Tax Bill Is Good For Textile Manufacturers
By James A. Morrissey, Washington Correspondent
The $70 billion tax relief package that President George W. Bush will sign into law later this week should provide some help to the beleaguered US textile industry. Provisions granting more liberal treatment of investment credit and capital gains and investments in plant equipment will be a source of funds to help the industry modernize and compete with overseas manufacturers.
The new bill extends for 10 years many of the provisions contained in the Jobs and Growth Act of 2003. Among those provisions was an increase of the amount small business may expense from $25,000 to $100,000. It also increased from $200,000 to $400,000 the amount of total investment credit a business can take in a year.

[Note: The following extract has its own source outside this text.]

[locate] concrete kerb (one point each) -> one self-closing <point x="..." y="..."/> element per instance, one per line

As the bill cleared Congress, Jim Chestnutt, president and CEO of New York City-based National Spinning Co. Inc. and chairman of the Washington-based National Council of Textile Organizations, saw it as a key to enhancing the US textile industry's competitiveness by generating funds for investments in plants and equipment. He said: "This legislation provides important incentives for continued investment in US textile manufacturing that will help ensure the future competitiveness of our industry. Extending the current lower rates on capital gains and dividends and maintaining the current levels of expensing will have a positive impact on the US textile industry and will help stabilize our industry against job losses caused by low-cost imports from China."